Cache Implementation Guide¶
This document describes how the Gemini prompt caching system works internally. For configuration and usage, see Observability & Metrics.
Architecture Overview¶
Visual Architecture Diagrams¶
Request Flow Diagram¶
LLM requests flow through the CachingLLMClient wrapper, which checks three conditions before applying cache_control markers and forwarding to OpenRouter.
Component Architecture¶
Core modules work together: environment configuration controls behavior, core components power the caching wrapper, which wraps the LLM client and exports metrics to Prometheus.
Decision Tree: When is Caching Applied?¶
Three checks must pass: caching enabled, Gemini model, and sufficient token count. If any check fails, the request bypasses caching.
Metrics Flow¶
OpenRouter responses are parsed for cache metrics, calculated for savings and hit rates, recorded to SessionMetrics, and exported to Prometheus.
Complete Request Flow¶
The complete flow from LLM request through client routing, caching wrapper, preprocessing, API call, and postprocessing with metrics extraction.
File Architecture¶
All cache implementation files live in docker/patches/ following Constitution Principle VII (Language Separation): Python code in docker/, TypeScript code in src/.

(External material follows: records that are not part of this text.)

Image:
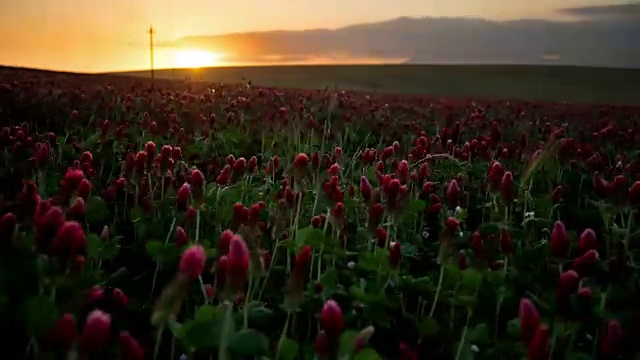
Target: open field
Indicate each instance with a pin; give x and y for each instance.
(162, 220)
(542, 83)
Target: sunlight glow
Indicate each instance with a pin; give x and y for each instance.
(190, 58)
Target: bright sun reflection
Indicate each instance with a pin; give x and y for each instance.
(196, 58)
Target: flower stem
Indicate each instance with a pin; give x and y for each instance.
(435, 298)
(284, 334)
(226, 330)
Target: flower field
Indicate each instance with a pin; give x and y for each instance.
(211, 221)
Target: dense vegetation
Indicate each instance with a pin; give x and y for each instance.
(211, 221)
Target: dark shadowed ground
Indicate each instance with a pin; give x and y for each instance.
(545, 83)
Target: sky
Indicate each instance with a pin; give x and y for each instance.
(110, 35)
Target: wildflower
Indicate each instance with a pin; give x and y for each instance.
(583, 264)
(363, 338)
(365, 188)
(529, 320)
(332, 320)
(70, 239)
(588, 241)
(506, 187)
(197, 183)
(96, 331)
(452, 194)
(225, 241)
(221, 272)
(452, 224)
(84, 189)
(394, 254)
(181, 237)
(238, 262)
(77, 211)
(184, 193)
(567, 285)
(539, 347)
(193, 261)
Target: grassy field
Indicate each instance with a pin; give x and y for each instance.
(544, 83)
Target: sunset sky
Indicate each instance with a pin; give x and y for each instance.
(106, 35)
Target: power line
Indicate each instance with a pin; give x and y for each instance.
(151, 32)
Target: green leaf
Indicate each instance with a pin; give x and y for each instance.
(416, 205)
(204, 313)
(258, 314)
(513, 328)
(97, 211)
(471, 278)
(153, 248)
(309, 236)
(480, 334)
(203, 334)
(329, 279)
(428, 327)
(41, 315)
(249, 342)
(176, 329)
(287, 349)
(367, 354)
(101, 250)
(348, 342)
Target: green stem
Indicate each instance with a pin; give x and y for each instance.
(159, 261)
(284, 334)
(435, 298)
(156, 349)
(223, 354)
(197, 226)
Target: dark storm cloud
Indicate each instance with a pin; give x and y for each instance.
(613, 10)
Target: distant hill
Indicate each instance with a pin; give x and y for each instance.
(603, 39)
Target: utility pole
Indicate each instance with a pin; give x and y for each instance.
(151, 32)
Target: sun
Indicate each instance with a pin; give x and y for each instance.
(196, 58)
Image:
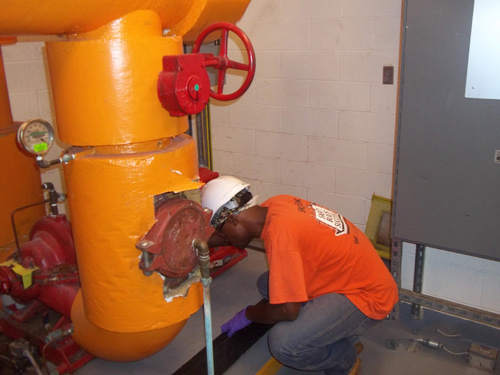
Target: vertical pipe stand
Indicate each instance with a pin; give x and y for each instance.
(204, 262)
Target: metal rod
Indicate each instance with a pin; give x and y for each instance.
(204, 262)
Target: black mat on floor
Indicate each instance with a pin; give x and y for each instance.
(227, 350)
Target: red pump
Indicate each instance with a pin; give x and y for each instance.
(48, 264)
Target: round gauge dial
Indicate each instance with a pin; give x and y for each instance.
(36, 136)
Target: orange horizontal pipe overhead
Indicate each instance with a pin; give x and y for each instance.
(79, 16)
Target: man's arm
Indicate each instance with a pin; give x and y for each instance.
(269, 314)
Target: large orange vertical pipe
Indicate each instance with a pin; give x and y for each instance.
(135, 151)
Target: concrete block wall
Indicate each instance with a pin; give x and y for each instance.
(31, 96)
(317, 121)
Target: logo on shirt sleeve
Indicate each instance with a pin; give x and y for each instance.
(332, 219)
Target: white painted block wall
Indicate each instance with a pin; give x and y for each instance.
(316, 122)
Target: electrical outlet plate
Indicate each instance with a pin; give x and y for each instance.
(483, 357)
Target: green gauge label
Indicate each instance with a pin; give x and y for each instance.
(40, 147)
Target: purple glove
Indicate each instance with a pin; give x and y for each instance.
(237, 322)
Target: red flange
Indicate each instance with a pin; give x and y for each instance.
(168, 246)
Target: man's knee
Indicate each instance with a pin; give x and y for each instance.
(280, 344)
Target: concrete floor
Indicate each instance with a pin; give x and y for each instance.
(235, 289)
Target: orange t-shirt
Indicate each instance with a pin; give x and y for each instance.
(313, 251)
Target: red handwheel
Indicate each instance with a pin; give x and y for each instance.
(222, 63)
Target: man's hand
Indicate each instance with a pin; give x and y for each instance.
(239, 321)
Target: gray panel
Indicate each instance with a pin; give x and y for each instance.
(447, 185)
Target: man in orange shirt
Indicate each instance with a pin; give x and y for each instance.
(326, 284)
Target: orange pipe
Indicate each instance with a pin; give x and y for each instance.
(136, 151)
(104, 83)
(56, 17)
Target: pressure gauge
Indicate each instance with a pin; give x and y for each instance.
(36, 136)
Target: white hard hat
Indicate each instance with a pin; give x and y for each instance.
(221, 193)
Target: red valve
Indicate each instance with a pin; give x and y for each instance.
(223, 63)
(184, 85)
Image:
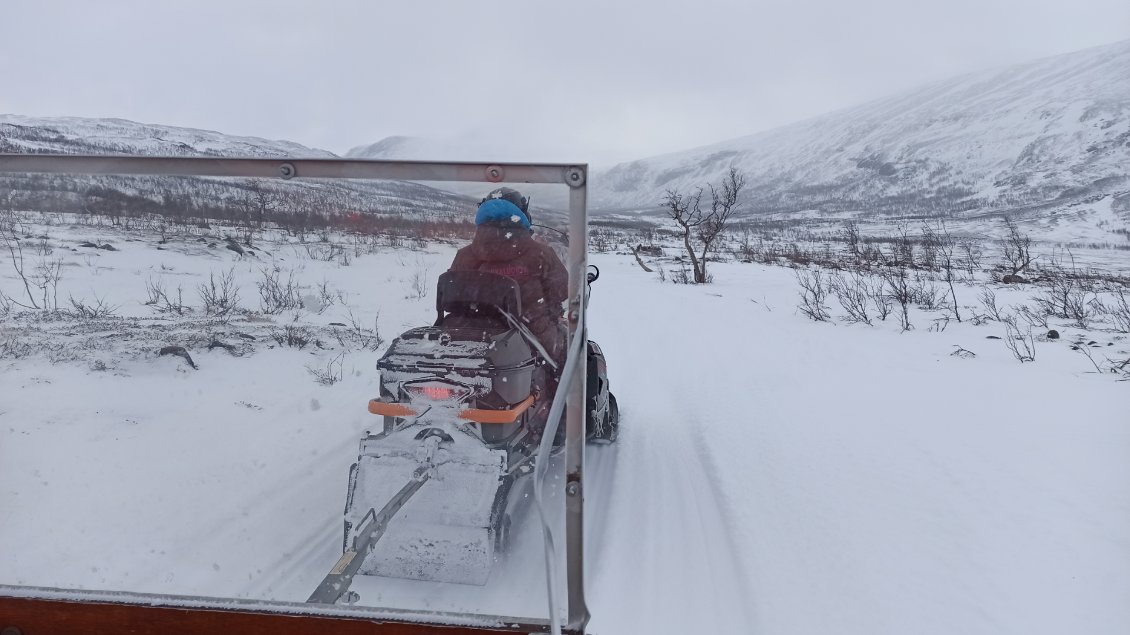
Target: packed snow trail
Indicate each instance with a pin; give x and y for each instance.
(871, 483)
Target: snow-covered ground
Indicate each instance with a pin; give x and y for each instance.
(773, 475)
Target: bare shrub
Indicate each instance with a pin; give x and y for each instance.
(1119, 310)
(683, 276)
(93, 311)
(44, 276)
(1067, 297)
(419, 285)
(853, 295)
(157, 297)
(971, 258)
(1033, 318)
(219, 297)
(292, 337)
(15, 349)
(883, 302)
(331, 373)
(927, 294)
(900, 289)
(276, 295)
(1022, 344)
(945, 246)
(367, 339)
(701, 229)
(1016, 248)
(814, 293)
(326, 296)
(988, 298)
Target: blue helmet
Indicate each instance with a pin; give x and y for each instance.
(504, 206)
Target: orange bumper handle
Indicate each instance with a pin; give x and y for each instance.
(385, 409)
(497, 416)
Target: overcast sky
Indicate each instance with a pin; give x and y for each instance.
(597, 81)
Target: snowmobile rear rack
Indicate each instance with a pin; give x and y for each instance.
(63, 611)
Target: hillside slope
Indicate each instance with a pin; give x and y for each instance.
(1043, 133)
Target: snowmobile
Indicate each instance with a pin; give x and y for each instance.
(463, 403)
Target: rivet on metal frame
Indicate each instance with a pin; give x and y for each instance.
(574, 176)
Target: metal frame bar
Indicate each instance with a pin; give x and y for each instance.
(573, 175)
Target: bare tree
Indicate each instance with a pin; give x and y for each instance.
(944, 246)
(219, 297)
(1016, 248)
(1023, 345)
(901, 290)
(813, 294)
(1119, 310)
(701, 228)
(854, 295)
(988, 298)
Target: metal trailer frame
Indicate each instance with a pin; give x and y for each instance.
(139, 609)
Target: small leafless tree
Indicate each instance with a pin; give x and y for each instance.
(701, 229)
(880, 299)
(814, 292)
(945, 248)
(1016, 248)
(988, 298)
(331, 373)
(851, 236)
(419, 285)
(276, 295)
(1033, 318)
(1118, 310)
(971, 257)
(1067, 297)
(219, 297)
(853, 295)
(44, 276)
(901, 290)
(367, 339)
(96, 310)
(1023, 345)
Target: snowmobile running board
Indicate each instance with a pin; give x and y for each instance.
(339, 579)
(64, 611)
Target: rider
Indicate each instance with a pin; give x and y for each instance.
(504, 244)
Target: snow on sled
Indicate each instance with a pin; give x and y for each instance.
(464, 401)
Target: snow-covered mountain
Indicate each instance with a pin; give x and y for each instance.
(547, 201)
(71, 135)
(155, 193)
(1043, 133)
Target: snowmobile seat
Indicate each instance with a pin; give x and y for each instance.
(477, 294)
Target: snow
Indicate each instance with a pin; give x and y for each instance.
(1013, 139)
(773, 475)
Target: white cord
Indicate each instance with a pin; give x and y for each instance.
(541, 467)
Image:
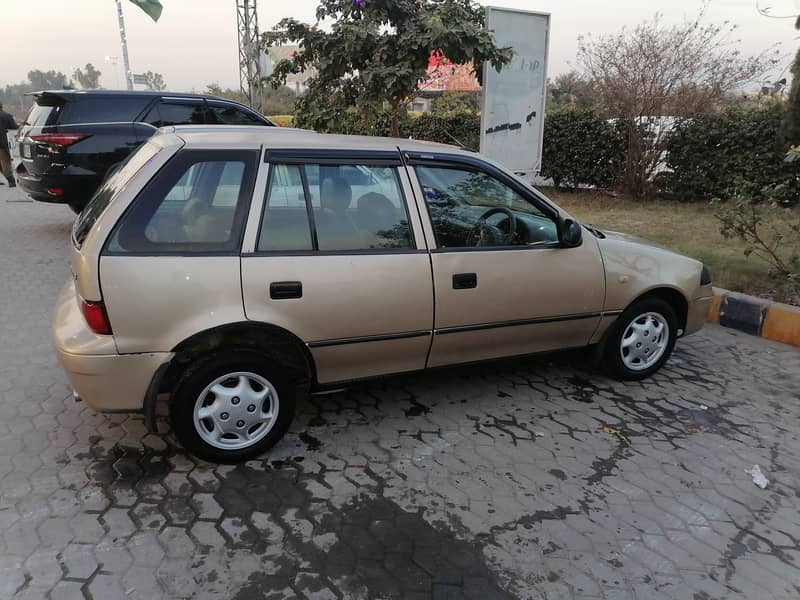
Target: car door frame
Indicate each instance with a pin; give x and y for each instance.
(346, 358)
(492, 330)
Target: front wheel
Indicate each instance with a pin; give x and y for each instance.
(232, 406)
(641, 340)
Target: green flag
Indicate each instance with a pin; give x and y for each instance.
(153, 8)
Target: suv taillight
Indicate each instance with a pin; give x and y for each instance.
(58, 139)
(96, 317)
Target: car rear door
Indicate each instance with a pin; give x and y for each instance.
(335, 254)
(499, 294)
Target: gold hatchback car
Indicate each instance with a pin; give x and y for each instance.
(235, 269)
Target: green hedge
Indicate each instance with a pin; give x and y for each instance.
(722, 155)
(458, 128)
(581, 149)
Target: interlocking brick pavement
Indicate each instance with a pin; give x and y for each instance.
(491, 482)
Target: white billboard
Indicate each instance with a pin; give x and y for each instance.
(512, 119)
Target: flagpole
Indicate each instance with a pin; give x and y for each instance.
(124, 39)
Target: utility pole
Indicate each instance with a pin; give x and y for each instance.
(124, 39)
(249, 64)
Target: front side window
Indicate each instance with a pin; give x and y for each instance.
(471, 209)
(334, 208)
(197, 205)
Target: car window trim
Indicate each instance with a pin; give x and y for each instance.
(463, 163)
(250, 156)
(302, 157)
(312, 222)
(368, 158)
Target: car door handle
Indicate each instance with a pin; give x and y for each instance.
(285, 290)
(465, 281)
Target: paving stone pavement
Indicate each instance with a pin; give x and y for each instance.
(490, 482)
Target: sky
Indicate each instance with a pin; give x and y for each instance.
(195, 41)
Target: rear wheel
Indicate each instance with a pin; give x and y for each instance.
(642, 340)
(232, 406)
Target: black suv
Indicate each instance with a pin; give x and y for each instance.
(71, 139)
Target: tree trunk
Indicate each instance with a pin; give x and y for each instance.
(397, 111)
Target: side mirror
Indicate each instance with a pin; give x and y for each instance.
(570, 233)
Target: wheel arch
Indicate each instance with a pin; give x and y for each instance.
(672, 296)
(278, 343)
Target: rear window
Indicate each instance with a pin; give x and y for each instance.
(113, 109)
(97, 205)
(38, 115)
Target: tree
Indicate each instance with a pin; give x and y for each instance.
(657, 70)
(88, 78)
(377, 52)
(571, 90)
(155, 81)
(791, 127)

| File | Purpose | Key Exports |
|---|---|---|
factories.py |
Client routing logic | LLMClientFactory.create() |
caching_wrapper.py |
Patches OpenAI client | wrap_openai_client_for_caching() |
message_formatter.py |
Adds cache_control markers | format_messages_for_caching() |
cache_metrics.py |
Per-request metrics | CacheMetrics, PricingTier |
session_metrics.py |
Session aggregation | SessionMetrics |
metrics_exporter.py |
Prometheus export | CacheMetricsExporter |
caching_llm_client.py |
Wrapper class | CachingLLMClient |
Client Routing¶
The critical design decision in this implementation: Gemini models on OpenRouter must use OpenAIGenericClient to route requests through /chat/completions instead of /responses.
Location: docker/patches/factories.py (lines 305-343)
# Simplified routing logic
if _is_gemini_model(config.model) and 'openrouter' in provider_name.lower():
# Use OpenAIGenericClient (routes to /chat/completions)
client = OpenAIGenericClient(config=llm_config)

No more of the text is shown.